Remote sensing imagery provides comprehensive views of the Earth, where different sensors collect complementary data at different spatial scales. Large, pretrained models are commonly finetuned with imagery that is heavily augmented to mimic different conditions and scales, with the resulting models used for various tasks with imagery from a range of spatial scales.

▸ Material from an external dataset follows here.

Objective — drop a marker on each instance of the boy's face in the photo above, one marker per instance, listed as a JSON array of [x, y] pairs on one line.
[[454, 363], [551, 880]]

Such models overlook scale-specific information in the data. In this paper, we present Scale-MAE, a pretraining method that explicitly learns relationships between data at different, known scales throughout the pretraining process. Scale-MAE pretrains a network by masking an input image at a known input scale, where the area of the Earth covered by the image determines the scale of the ViT positional encoding, not the image resolution. Scale-MAE encodes the masked image with a standard ViT backbone, and then decodes the masked image through a bandpass filter to reconstruct low/high frequency images at lower/higher scales. We find that tasking the network with reconstructing both low/high frequency images leads to robust multiscale representations for remote sensing imagery. Scale-MAE achieves an average of a $5.0\%$ non-parametric kNN classification improvement across eight remote sensing datasets compared to current state-of-the-art and obtains a $0.9$ mIoU to $3.8$ mIoU improvement on the SpaceNet building segmentation transfer task for a range of evaluation scales.